Extremely Loud and Incredibly Close
It takes a tremendous amount of delicacy and tact to pull off a movie about 9/11 without making the audience feel it's been strong-armed. Stephen Daldry's Extremely Loud and Incredibly Close, based on the Jonathan Safran Foer novel of the same name, puts you through the wringer.
The protagonist is a prodigiously intelligent nine-year-old boy named Oskar Schell (Thomas Horn), who exhibits some characteristics of autism. His father, Thomas (Tom Hanks), who has turned daily life into a boundless adventure for Oskar, dies in the World Trade Center, leaving behind a series of phone messages that only Oskar hears before he hides the tape. When Oskar finds a key in an envelope marked "Black" hidden in his dad's closet, he goes on a secret mission to track down the lock it fits—which requires him to visit every person with the last name Black in the greater New York area. His companion on these trips is the old man (Max von Sydow) who is renting space in his grandmother's apartment in the next building. He too carries the marks of a traumatic past: the man doesn't speak, communicating his thoughts and responses on pieces of paper.

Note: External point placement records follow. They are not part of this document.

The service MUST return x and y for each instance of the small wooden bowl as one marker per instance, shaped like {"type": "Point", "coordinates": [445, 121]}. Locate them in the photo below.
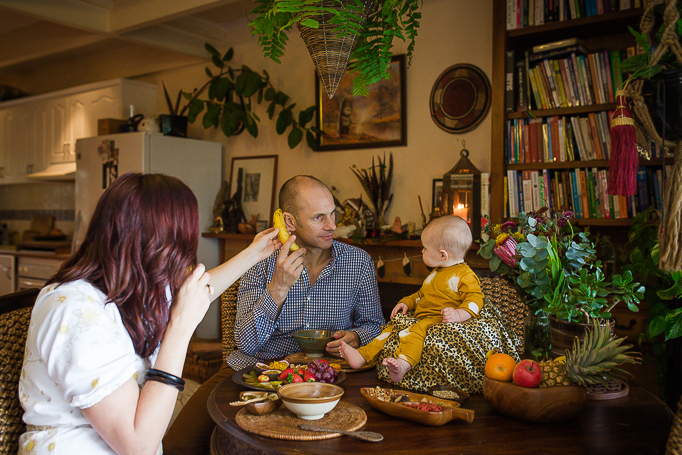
{"type": "Point", "coordinates": [261, 407]}
{"type": "Point", "coordinates": [462, 396]}
{"type": "Point", "coordinates": [548, 404]}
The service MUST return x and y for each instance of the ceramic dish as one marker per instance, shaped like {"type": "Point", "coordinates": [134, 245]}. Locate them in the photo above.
{"type": "Point", "coordinates": [260, 407]}
{"type": "Point", "coordinates": [451, 410]}
{"type": "Point", "coordinates": [462, 396]}
{"type": "Point", "coordinates": [238, 378]}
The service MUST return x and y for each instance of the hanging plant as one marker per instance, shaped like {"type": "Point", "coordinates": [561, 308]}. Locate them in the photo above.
{"type": "Point", "coordinates": [383, 21]}
{"type": "Point", "coordinates": [231, 94]}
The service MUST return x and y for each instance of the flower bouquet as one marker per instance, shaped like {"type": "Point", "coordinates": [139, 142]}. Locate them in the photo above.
{"type": "Point", "coordinates": [557, 269]}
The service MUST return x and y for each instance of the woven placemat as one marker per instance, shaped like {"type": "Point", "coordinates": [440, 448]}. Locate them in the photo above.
{"type": "Point", "coordinates": [302, 359]}
{"type": "Point", "coordinates": [283, 424]}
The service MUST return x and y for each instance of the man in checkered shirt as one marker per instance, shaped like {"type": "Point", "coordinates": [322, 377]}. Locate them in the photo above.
{"type": "Point", "coordinates": [323, 285]}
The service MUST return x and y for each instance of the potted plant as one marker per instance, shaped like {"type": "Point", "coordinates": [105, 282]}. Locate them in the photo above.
{"type": "Point", "coordinates": [663, 296]}
{"type": "Point", "coordinates": [557, 269]}
{"type": "Point", "coordinates": [383, 21]}
{"type": "Point", "coordinates": [230, 96]}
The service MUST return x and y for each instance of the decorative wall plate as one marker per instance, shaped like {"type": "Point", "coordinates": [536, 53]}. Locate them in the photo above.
{"type": "Point", "coordinates": [460, 98]}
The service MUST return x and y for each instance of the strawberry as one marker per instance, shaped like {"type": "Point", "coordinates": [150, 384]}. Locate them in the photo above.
{"type": "Point", "coordinates": [285, 373]}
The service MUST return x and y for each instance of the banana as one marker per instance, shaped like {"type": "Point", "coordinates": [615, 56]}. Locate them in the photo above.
{"type": "Point", "coordinates": [278, 221]}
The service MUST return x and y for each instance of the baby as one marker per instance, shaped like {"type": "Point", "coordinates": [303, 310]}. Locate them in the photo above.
{"type": "Point", "coordinates": [450, 294]}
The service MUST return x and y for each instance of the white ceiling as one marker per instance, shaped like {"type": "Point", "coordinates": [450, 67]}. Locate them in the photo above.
{"type": "Point", "coordinates": [47, 45]}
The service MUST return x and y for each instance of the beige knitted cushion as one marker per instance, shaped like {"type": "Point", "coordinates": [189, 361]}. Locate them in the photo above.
{"type": "Point", "coordinates": [228, 314]}
{"type": "Point", "coordinates": [13, 329]}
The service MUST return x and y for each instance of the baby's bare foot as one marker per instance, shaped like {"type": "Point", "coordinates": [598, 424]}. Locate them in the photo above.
{"type": "Point", "coordinates": [354, 358]}
{"type": "Point", "coordinates": [397, 368]}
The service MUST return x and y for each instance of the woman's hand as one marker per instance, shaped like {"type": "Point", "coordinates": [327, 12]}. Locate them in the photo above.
{"type": "Point", "coordinates": [400, 307]}
{"type": "Point", "coordinates": [192, 300]}
{"type": "Point", "coordinates": [265, 243]}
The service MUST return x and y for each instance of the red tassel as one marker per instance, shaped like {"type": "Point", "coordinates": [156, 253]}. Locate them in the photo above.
{"type": "Point", "coordinates": [624, 159]}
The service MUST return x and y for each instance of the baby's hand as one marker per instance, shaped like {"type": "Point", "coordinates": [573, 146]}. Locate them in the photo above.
{"type": "Point", "coordinates": [449, 314]}
{"type": "Point", "coordinates": [402, 307]}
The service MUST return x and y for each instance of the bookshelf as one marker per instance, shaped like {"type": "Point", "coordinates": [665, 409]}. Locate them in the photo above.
{"type": "Point", "coordinates": [601, 34]}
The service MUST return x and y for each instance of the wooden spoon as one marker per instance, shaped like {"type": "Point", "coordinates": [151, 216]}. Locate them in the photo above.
{"type": "Point", "coordinates": [252, 400]}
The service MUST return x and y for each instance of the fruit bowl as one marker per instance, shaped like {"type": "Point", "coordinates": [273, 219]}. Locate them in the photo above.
{"type": "Point", "coordinates": [310, 400]}
{"type": "Point", "coordinates": [313, 342]}
{"type": "Point", "coordinates": [547, 404]}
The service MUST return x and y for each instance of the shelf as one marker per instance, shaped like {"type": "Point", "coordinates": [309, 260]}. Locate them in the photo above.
{"type": "Point", "coordinates": [564, 111]}
{"type": "Point", "coordinates": [607, 22]}
{"type": "Point", "coordinates": [580, 164]}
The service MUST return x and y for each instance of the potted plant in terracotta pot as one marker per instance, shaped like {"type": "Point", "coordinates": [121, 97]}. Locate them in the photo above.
{"type": "Point", "coordinates": [558, 270]}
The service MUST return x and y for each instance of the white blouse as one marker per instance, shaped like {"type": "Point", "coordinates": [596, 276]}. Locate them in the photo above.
{"type": "Point", "coordinates": [77, 352]}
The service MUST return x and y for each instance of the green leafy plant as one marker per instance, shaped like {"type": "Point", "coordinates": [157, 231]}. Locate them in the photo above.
{"type": "Point", "coordinates": [663, 289]}
{"type": "Point", "coordinates": [229, 97]}
{"type": "Point", "coordinates": [557, 268]}
{"type": "Point", "coordinates": [388, 19]}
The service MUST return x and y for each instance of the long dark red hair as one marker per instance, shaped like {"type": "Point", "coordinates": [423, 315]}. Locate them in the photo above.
{"type": "Point", "coordinates": [142, 240]}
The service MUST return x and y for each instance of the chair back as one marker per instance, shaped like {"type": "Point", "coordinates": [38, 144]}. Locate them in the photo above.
{"type": "Point", "coordinates": [15, 315]}
{"type": "Point", "coordinates": [228, 314]}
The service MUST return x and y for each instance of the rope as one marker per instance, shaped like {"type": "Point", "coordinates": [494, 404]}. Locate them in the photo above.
{"type": "Point", "coordinates": [670, 235]}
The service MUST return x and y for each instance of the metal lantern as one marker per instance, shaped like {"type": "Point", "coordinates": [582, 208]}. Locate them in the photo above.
{"type": "Point", "coordinates": [461, 193]}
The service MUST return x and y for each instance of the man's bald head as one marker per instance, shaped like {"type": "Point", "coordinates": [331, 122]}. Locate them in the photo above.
{"type": "Point", "coordinates": [289, 194]}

Read our latest issue or browse back issues.
Long before the convenient 11th-hour revelations, the narrative isn't remotely convincing: what terrified wife, waiting for her husband to call from the Towers, wouldn't even glance at the answering machine? Daldry and screenwriter Eric Roth paper over such plausibility glitches and go straight for phony, sodden metaphors about loss and grief and guilt: Oskar's quest, the old man's silence.
The movie isn't drama; it's melodrama, with the heart-tugging ratcheted way up. When Oskar plays the tape for the old man, the pace slows and Daldry inserts unbearable pauses between the brink-of-death messages, while the camera captures von Sydow's agony in close-up. He begs the boy to turn off the machine, but Oskar doesn't comply until just before his father's last words—so we have to wait even longer to hear them.
The film has the sensibility of an afternoon soap opera. We're shown at least a dozen lingering close-ups of Horn's tear-stained face; at one point he even sinks to his knees as if to deliver the valedictory aria in a tragic opera. Even more excruciating are Daldry's pseudo-poetic touches (silhouetted images, slow motion).
Considering that Daldry coaxes him to do everything but beat his breast, young Horn can hardly be blamed for giving such a self-aggrandizing performance. Hanks does his wise-parent number, in a role that he's at least a decade too old for; Sandra Bullock, also miscast, is weighed down by unplayable scenes. In one, Oskar blurts out that he wishes she had died in the Towers instead of his dad—and then, horrified by his own words, tells her he didn't mean it. She answers definitively, "Yes, you did." It's hard to believe that even a grieving widow would give so insensitive an answer to a little boy who is trying to deal with his father's sudden and violent death.
The only relief in the film comes from the great von Sydow—who gives a performance of refreshing charm and simplicity—and Viola Davis. In her brief role as one of the Blacks on Oskar's list, Davis's bone-deep authenticity makes everything around her look so fake that you expect the sets to topple over.